The idea of Palin as President of the United States has many of us questioning term limits. If McPain is going to win, I want another four years of Bush, war and recession, thank you very much.

In a recent video, John McCain said that he was proud of Sarah Palin. Maybe that's why he isn't President.

Capitalizing on the Jay Leno / Conan O'Brien confusion at NBC, Fox News has announced that it is joining the late night comedy business by hiring Sarah Palin as a "news analyst."

According to a new book on the 2008 presidential campaign, Sarah Palin did not know why North and South Korea were separate. She also said she didn't know why there's an East and West Virginia.

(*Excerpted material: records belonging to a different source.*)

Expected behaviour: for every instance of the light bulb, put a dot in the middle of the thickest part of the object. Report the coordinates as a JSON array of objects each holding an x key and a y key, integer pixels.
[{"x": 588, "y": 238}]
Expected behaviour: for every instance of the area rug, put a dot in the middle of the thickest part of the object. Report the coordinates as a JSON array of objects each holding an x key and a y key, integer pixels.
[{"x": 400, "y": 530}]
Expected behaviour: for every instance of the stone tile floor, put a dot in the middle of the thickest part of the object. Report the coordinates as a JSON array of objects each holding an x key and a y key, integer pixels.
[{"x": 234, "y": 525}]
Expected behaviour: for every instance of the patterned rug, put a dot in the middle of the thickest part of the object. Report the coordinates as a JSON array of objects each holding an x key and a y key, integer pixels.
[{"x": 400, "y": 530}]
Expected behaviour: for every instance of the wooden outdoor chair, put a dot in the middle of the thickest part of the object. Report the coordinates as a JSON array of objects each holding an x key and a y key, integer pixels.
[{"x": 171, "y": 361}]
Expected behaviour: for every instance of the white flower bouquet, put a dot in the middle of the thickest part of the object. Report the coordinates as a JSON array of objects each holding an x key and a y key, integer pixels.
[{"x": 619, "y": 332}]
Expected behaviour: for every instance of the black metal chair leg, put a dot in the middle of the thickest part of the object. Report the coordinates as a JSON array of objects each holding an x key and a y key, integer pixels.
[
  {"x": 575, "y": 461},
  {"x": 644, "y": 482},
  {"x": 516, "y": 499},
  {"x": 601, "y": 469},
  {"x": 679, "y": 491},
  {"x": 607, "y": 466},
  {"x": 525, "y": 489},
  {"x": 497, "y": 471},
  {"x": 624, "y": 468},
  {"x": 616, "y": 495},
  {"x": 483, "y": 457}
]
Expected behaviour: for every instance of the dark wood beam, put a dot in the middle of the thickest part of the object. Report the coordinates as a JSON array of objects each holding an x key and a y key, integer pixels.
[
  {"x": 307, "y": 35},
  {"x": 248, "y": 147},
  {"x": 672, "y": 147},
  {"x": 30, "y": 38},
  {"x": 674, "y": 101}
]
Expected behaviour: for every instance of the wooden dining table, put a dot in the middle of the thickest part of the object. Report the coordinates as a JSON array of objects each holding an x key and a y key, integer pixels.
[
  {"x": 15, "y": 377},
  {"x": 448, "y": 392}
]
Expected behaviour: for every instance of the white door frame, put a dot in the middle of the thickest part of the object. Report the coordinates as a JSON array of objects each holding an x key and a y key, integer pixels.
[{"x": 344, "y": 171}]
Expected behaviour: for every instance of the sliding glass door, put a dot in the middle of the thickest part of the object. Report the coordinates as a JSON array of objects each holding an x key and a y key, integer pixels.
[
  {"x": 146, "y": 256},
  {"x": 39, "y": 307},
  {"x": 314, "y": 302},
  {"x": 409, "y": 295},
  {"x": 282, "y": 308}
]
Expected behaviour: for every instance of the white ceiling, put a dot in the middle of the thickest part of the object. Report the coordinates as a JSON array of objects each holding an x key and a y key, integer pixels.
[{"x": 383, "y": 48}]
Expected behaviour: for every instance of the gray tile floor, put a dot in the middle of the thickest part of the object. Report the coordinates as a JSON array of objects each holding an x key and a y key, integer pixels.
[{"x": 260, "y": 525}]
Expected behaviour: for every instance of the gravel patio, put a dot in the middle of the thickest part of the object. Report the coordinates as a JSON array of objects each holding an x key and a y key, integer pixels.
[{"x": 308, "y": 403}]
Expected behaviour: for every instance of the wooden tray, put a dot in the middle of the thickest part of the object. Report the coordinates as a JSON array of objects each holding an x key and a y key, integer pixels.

The Alaska Department of Fish and Game recently issued this warning...
"Warning: In light of the rising frequency of human/grizzly bear conflicts, the Alaska Department of Fish and Game is advising hikers, hunters and fishermen to take extra precautions and keep alert of bears while in the field. We advise outdoorsmen to wear noisy little bells on their clothing, so as not to startle bears that aren't expecting them. We also advise outdoorsmen to carry pepper spray with them in case of an encounter with a bear. It is also a good idea to watch out for fresh signs of bear activity. Outdoorsmen should recognise the difference between black bear and grizzly bear manure: Black bear manure is smaller and contains lots of berries and squirrel fur. Grizzly bear manure has little bells in it and smells like pepper."

"This isn't a presidential ticket, this is a sitcom. The maverick and the MILF."
Bill Maher

Q. If a bear in Yosemite, and one in Alaska fall into water, which one would dissolve faster?A. The bear in Alaska because it's polar.